How to see the data?

If the data is numeric, and it represents some series, it will be mostly represented with a graph of some sort.  There are hundredths types of graphs available, and they all have some purpose, otherwise they would not exist.

However, for some special occasions, you have to see different kind of data.

The problem (this particular instance)

Since I am developing a internet media streaming CAPTURE and ARCHIVE application (StreamSink) I am also continuously testing it on one of my servers.  I am adding channels, removing them, stopping the server, sometimes something goes wrong and the whole thing freezes or crashes, so the archive I have is rather heterogeneous in quality.

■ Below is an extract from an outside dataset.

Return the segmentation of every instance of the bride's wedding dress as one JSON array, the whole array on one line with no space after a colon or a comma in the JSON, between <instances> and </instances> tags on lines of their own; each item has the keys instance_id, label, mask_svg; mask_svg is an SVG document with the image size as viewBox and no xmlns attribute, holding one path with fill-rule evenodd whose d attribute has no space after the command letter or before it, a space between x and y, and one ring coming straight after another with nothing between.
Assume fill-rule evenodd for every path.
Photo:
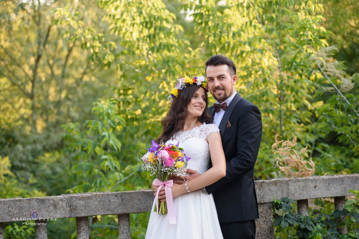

Let me go through the operational view – the mere GUI of the StreamSink, so I can present some problems and solutions so far.

StreamSink

Several things were important to the operator of the software that had to be present on the main (status) screen.  For example:

  • whole list of channels should be visible
  • channel status should be visible at first glance
  • I am interested what happened to the system recently
  • I need to know the status of my connection
  • it would be good to know how many disk space is available

I could dwell on it but the main point of this post is something else.

The problem here is that I had to create PlayKontrol report for a demonstration purpose (for them: http://ihg.hr/), that would scan 7 days of the archive (multiple channels, of course), and produce the reports (playlists) for 300 songs.

So the problem is: to

find, in the archive that is damaged in various ways, 7 days of continuous archive that spans multiple channels.

The solution (prelude)

Since I am kind of explorer by nature, I wasn’t inclined to use a solution that would present raw data as an answer, but was into thinking about seeing the data and determining the period and channels ‘visually’.

StreamSink has a integrated feature that is called ‘archive report’, that has data similar to what I need, but with it I would only get limited information.  You can see the report here:

StreamSink Archive Report

Most useful info on the report in this particular situation would be the graph on the right side of the report.  Let me explain…

For each day StreamSink is able to record up to 24 hours of media.  Due to network situations, it sometimes is less then 24 hours, and I decided that I would present that number in the form of percentage that archive is covered for the day.  As you can see from the report, that percentage is shown for the whole archive lifetime, for last month, last week and last 24 hours.

Also, it is shown in the form of graph, where on the leftmost part of the graph is the current day, and as we go to the right, we sink onto the past, having divider lines at each 7 days.  Nice, eh? :)

But, as nice as that report is, I can’t read what 7 days and what channels are to be scanned – I have to find another way in.

 Solution (at last)

For this one, I picked something that I learned from the above mentioned report.  That was:

  • I will have a channel list
  • I will have some sort of calendar
  • I have to see how much is covered for the archive for each day

Also I decided to show each day as a cell in a table-style matrix, where rows would be occupied by channels, and columns will be days.  Time flow was inverted here, so left is past, and right is the present.

Whole thing looks like this:

Archive Digger

Same thing little zoomed in:

Archive Digger Detail

Note: green is the color for the days that have 90% or more archive covered.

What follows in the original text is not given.